The IDSM mass spectrometry extension: searching mass spectra using SPARQL

Jakub Galgonek,Jiří Vondrášek
DOI: https://doi.org/10.1093/bioinformatics/btae174
IF: 5.8
2024-04-01
Bioinformatics
Abstract:Abstract Summary The Integrated Database of Small Molecules (IDSM) integrates data from small-molecule datasets, making them accessible through the SPARQL query language. Its unique feature is the ability to search for compounds through SPARQL based on their molecular structure. We extended IDSM to enable mass spectra databases to be integrated and searched for based on mass spectrum similarity. As sources of mass spectra, we employed the MassBank of North America (MoNA) database and the In Silico Spectral Database (ISDB) of natural products. Availability and implementation The extension is an integral part of IDSM, which is available at https://idsm.elixir-czech.cz. The manual and usage examples are available at https://idsm.elixir-czech.cz/docs/ms. The source codes of all IDSM parts are available under open-source licences at https://github.com/idsm-src.
biochemical research methods,biotechnology & applied microbiology,mathematical & computational biology
What problem does this paper attempt to address?
The problem this paper attempts to address is improving the accessibility and interoperability of small molecule mass spectrometry data. Specifically, the paper introduces an extension to the Integrated Database of Small Molecules (IDSM) that allows users to search the mass spectrometry database using the SPARQL query language and perform retrieval based on mass spectrometry similarity.
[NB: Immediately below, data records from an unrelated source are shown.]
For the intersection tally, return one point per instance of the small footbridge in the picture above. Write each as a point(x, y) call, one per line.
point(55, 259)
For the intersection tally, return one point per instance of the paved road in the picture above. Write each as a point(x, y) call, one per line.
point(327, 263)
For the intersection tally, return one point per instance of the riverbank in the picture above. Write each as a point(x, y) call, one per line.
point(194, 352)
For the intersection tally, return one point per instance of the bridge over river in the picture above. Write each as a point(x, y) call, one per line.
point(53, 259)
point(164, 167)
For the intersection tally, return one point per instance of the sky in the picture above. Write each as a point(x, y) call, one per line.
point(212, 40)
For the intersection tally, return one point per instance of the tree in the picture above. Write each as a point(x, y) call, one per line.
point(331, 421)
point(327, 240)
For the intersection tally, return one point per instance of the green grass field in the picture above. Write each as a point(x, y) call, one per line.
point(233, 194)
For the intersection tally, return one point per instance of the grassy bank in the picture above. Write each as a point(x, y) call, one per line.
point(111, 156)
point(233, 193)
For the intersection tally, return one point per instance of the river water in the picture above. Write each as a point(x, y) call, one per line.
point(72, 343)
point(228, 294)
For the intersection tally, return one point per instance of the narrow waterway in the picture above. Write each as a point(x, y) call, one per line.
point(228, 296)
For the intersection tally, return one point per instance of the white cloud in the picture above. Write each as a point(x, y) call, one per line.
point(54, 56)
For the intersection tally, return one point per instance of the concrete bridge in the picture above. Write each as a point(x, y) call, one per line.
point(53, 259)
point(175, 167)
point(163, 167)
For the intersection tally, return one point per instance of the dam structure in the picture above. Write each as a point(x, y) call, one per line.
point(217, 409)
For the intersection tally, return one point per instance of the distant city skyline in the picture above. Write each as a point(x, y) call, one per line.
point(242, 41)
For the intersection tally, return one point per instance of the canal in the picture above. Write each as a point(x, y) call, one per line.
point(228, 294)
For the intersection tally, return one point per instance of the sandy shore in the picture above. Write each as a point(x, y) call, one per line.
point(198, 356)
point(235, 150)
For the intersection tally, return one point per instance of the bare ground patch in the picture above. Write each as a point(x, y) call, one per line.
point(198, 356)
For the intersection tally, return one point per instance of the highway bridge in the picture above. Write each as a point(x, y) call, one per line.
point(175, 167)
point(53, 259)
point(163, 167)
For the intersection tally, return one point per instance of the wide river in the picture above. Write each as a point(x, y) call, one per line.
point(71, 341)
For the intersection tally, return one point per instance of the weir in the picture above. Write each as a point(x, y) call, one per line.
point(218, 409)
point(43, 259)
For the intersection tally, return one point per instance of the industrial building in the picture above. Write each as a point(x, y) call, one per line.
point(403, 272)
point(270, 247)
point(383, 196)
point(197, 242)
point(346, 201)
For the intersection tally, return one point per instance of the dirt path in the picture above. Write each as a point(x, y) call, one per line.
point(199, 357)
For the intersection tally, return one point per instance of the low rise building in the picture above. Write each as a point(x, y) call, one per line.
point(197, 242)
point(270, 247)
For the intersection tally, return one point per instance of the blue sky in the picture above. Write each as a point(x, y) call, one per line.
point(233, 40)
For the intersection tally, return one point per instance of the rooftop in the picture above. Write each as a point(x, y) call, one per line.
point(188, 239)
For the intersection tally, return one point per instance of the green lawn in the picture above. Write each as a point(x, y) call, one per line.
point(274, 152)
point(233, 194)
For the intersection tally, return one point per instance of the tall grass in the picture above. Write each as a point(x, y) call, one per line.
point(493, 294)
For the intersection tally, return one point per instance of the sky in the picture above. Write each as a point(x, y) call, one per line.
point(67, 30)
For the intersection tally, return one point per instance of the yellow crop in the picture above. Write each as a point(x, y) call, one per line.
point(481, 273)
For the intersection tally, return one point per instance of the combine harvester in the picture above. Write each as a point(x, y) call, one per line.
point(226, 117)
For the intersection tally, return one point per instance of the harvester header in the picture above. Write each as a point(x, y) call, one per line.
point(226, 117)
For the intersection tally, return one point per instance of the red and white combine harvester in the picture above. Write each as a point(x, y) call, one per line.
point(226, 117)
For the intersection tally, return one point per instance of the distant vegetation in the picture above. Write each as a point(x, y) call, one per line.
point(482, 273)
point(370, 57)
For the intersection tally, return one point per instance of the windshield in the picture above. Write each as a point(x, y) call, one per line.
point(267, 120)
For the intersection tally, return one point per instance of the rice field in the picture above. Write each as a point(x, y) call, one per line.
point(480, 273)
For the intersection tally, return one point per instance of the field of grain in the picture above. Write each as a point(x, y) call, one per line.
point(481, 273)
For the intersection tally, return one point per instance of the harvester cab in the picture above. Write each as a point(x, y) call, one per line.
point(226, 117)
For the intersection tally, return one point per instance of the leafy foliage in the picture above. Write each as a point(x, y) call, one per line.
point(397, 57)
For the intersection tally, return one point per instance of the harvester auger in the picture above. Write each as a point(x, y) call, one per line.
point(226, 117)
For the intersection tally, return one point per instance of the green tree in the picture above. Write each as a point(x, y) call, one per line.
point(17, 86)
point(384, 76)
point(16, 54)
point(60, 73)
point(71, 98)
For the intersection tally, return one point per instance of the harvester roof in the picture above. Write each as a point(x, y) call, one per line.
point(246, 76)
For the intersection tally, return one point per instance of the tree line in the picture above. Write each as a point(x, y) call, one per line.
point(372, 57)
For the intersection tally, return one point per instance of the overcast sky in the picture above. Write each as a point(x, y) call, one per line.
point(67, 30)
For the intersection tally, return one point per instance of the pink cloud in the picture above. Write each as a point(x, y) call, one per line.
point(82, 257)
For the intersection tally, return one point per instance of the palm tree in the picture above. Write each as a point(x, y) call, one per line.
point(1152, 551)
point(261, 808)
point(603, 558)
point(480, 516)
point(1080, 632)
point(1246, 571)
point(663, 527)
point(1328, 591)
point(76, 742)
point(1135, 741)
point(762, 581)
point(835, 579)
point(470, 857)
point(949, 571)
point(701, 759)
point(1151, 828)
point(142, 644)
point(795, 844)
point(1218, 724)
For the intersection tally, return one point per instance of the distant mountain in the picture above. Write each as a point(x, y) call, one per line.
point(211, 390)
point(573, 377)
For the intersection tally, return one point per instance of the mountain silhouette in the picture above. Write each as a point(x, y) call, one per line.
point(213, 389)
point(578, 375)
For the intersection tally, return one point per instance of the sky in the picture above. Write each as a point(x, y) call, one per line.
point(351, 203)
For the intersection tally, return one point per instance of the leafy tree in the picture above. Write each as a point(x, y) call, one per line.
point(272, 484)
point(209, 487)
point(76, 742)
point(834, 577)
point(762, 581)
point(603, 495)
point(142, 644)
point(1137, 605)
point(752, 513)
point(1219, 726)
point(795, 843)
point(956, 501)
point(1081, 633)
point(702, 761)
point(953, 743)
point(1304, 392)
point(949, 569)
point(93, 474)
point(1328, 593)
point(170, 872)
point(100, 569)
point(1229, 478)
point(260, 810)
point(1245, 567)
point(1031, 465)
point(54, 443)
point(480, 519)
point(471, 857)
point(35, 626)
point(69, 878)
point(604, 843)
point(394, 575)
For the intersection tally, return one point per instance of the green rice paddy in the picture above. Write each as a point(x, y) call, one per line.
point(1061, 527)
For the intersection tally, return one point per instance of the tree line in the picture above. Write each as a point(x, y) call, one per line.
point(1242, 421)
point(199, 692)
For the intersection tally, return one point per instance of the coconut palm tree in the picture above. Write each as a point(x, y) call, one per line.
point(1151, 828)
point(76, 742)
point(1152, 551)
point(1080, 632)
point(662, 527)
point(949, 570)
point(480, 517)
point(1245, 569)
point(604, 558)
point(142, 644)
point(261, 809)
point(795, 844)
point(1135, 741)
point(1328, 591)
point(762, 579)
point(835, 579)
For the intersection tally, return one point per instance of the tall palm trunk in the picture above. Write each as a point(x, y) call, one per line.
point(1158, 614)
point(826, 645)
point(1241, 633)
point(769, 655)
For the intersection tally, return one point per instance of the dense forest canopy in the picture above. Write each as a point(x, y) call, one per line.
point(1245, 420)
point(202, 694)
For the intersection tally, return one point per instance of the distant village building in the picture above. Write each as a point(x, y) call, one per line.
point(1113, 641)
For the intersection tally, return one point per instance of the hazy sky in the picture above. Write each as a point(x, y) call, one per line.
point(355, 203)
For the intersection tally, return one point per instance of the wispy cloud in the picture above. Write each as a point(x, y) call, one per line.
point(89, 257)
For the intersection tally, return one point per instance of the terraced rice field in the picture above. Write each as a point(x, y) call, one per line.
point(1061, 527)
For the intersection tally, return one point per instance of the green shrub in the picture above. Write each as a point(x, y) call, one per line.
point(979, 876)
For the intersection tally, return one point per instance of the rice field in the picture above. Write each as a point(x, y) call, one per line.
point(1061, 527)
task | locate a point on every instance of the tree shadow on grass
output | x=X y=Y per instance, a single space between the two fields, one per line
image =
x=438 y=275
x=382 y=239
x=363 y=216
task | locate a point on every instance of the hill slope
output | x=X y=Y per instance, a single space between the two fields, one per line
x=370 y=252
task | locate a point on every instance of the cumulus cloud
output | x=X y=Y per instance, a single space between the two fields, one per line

This extension not only integrates mass spectrometry data from different sources (such as North America's MassBank and In Silico Spectral Database) but also utilizes existing ontologies (such as SIO and PSI-MS) to ensure seamless integration with other semantic databases. Additionally, the paper describes how matching algorithms are integrated into the SPARQL engine to facilitate efficient mass spectrometry similarity searches for users. Through this extension, researchers can more easily query and link related data across multiple databases, thereby enhancing the overall usability of the data and research efficiency.